Q: There are people and events in life that you cannot change. Sometimes, it is easier to change the way you think about someone or something so that you may become more accepting and live in greater harmony. But is there a point where you can change yourself too much, and in the process of trying to be more accepting, find that you have compromised some of your beliefs and sometimes wonder what you stand for? If so, don’t most of your actions become re-active, so that in the name of peace and harmony, you have compromised your very being? — Alan, Florida, USA
A: Yes, you can certainly go overboard with too much of even a good thing. This is why the Buddha and sages throughout the ages have taught the Middle Way, beyond extremes. Practically speaking, you can apply this ancient, timeless wisdom principle to seeking an appropriate balance, if not simply adhering to the spiritual virtue of moderation.

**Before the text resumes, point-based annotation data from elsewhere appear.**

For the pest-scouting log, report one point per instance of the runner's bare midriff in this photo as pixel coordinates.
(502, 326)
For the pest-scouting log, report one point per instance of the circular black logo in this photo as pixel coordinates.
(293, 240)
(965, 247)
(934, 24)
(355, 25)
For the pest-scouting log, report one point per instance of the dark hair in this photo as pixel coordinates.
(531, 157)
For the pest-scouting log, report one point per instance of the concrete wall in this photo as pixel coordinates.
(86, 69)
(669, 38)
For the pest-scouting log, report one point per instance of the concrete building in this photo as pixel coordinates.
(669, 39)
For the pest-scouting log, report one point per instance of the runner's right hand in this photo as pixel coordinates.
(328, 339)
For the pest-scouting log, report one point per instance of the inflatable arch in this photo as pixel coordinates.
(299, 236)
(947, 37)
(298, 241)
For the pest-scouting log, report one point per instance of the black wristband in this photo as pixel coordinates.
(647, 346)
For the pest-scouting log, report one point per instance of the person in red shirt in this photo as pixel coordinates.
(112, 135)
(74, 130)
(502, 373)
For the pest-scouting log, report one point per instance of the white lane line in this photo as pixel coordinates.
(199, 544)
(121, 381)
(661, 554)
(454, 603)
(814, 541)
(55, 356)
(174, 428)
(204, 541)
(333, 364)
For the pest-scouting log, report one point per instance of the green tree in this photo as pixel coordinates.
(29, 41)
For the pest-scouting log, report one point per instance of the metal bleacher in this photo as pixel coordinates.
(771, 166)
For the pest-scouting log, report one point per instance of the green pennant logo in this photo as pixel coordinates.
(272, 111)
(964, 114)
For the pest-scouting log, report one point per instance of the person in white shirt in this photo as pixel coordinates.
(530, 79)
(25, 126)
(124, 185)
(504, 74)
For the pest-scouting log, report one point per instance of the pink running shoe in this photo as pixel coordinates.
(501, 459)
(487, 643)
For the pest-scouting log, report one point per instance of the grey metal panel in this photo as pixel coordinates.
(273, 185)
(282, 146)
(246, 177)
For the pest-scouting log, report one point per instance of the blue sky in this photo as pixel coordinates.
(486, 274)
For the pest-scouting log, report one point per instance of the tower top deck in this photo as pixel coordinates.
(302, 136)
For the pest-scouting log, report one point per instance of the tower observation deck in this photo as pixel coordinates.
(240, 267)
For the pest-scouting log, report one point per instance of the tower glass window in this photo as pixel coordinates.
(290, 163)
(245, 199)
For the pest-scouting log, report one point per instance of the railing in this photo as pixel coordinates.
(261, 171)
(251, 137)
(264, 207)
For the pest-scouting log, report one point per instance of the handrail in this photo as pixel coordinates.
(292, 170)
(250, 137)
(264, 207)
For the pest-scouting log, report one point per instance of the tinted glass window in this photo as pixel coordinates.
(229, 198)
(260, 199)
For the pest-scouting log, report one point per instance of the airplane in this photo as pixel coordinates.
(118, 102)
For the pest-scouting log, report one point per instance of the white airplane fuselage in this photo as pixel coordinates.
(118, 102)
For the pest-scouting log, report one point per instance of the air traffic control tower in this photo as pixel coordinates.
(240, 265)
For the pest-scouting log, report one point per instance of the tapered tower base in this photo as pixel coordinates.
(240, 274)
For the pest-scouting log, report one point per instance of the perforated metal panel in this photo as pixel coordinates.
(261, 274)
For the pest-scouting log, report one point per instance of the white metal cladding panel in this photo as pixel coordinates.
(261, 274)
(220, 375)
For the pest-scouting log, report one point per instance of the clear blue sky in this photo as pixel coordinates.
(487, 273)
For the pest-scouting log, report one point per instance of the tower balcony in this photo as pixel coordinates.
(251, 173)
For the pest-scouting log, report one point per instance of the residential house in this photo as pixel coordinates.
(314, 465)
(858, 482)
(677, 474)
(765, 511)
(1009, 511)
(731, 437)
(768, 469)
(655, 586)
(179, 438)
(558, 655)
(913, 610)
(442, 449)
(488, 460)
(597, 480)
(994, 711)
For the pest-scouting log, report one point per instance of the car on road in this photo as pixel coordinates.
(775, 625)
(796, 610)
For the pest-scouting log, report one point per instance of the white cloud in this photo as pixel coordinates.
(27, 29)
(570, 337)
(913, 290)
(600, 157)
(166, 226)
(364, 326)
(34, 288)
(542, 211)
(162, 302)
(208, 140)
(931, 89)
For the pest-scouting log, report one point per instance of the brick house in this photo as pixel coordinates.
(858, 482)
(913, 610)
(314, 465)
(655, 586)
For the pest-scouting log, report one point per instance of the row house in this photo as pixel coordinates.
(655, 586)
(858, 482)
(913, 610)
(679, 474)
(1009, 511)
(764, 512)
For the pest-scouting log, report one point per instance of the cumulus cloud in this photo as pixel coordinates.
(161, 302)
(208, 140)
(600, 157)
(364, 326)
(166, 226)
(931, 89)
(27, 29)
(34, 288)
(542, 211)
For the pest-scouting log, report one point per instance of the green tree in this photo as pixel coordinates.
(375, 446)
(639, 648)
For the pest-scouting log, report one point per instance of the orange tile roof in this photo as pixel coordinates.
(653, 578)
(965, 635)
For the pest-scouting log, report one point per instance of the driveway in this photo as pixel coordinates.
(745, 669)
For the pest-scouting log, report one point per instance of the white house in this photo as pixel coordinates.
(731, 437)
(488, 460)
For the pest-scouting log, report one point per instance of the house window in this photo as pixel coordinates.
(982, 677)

Change is inevitable in life. Everything changes, yet we can remain steadfast and find harmony and centeredness amidst it all. This need not imply compromising ones heartfelt principles or losing oneself. On the other hand, there is no need to be overly protective about or too identified with your protean self. Better to cleave to and abide in your immutable essential nature or true being. I believe you can find divine connection there.
There is a spiritual magic in acceptance, as you seem to know intuitively. Accepting your mate, colleague, relative, or friend can go a long way towards changing your entire relationship with them. It is hard enough to change and transform oneself, not to mention others! If you want others to change, start by changing yourself. Then all your relationships and your entire world will change.
Mahatma Gandhi said that we must become the change we want to see in the world. This is the essence of pro-activity; and even if we are alone in this world and in our true work (which we’re not), we can know what we’re doing and why. Then we aren’t merely acting out conditioned, egoistic karmic reactivity. We instead become conduits or vessels for proactive, selfless, inexhaustible, enlightened activity.